April 6, 2011

No Experience Needed

The infamous Washington State 'No Strips For Kids' idea was the subject of a post I read today. The gist was that in part this may have been the result of a system that considers it a conflict of interest to have specialist with clinical experience in a given field participate in how that field get managed. So no endos when considering strip use for effective diabetes management. I would love to know if these assertions are accurate. If so:


That is Moronic.

Now in all fairness I read this on the Internet so there is a fair shot that it is not entirely accurate. The dude who wrote it flat out says he didn't have time to fact check it. Here is the bit from Forbes.
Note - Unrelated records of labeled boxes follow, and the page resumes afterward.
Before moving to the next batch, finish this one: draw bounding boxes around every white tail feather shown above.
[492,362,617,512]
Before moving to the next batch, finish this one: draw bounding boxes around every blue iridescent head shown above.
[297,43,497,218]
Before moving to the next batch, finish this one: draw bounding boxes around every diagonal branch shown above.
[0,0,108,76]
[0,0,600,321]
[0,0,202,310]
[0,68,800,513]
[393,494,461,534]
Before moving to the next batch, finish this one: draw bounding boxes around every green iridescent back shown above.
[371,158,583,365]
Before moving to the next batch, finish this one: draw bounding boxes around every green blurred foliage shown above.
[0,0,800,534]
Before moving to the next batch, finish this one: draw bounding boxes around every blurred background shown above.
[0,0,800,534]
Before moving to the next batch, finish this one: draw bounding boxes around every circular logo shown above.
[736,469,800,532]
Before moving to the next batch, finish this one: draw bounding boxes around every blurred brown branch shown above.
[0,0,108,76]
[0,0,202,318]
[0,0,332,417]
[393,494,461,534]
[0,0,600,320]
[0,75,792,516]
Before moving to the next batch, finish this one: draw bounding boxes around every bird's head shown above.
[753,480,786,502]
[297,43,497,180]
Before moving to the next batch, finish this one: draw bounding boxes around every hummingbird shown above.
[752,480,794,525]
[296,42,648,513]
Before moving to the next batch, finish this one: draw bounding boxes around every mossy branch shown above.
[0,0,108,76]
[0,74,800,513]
This gets me to a recent pair of Wall Street Journal editorials on the Washington state health panel, called the Health Technology Assessment committee, which was considering denying reimbursement for test strips that help diabetic children self-monitor their blood sugar levels. (Coincidentally, last September, Leah Hole-Curry, director of HTAC, was appointed to the governing board of President Obama’s comparative effectiveness research program, the Patient-Centered Outcomes Research institute.)
The HTAC had previously suggested that there wasn’t enough evidence that self-monitoring was clinically beneficial. But this was, in part, an unfair criticism: it’s difficult to conduct a trial in which you ask diabetic children not to monitor their blood sugar levels. The idea that poorly monitoring one’s blood sugar levels is a good thing defies decades of understanding.
So why would the HTAC consider denying reimbursement for test strips? “One reason that the panel chose to prosecute this case,” suggests the WSJ, “may be that its strict conflict-of-interest rules prevent specialists from setting priorities. The 11-member Health Technology Assessement [committee], naturally, does not include an endocrinologist or any other physician with relevant clinical experience whose expertise might pollute the findings.”
I don’t have time to dig into HTAC’s conflict-of-interest rules myself to see whether or not this is the case.


  1. Words fail me. I guess there really are morons in the world. It sounds like HTAC has a large number of those.

  2. OK, as if we didn't already have enough of this! The internet will either keep us going, or will drive us insane. I haven't committed to either position on that!

  3. Commit to insanity my friend.

    Yes there has been too much of this but I missed the no endos talking about diabetes part. I hope it is internet virtual foolishness not actual world real foolishness.

  4. I think you should consider that the sources of the info from the Forbes article are two unsigned Wall Street Journal opinion pieces. WSJ is hardly unbiased when it comes to government management of anything and is on the lookout for anything it can blow out of proportion to attack the public provision of services from which the private sector makes huge profits.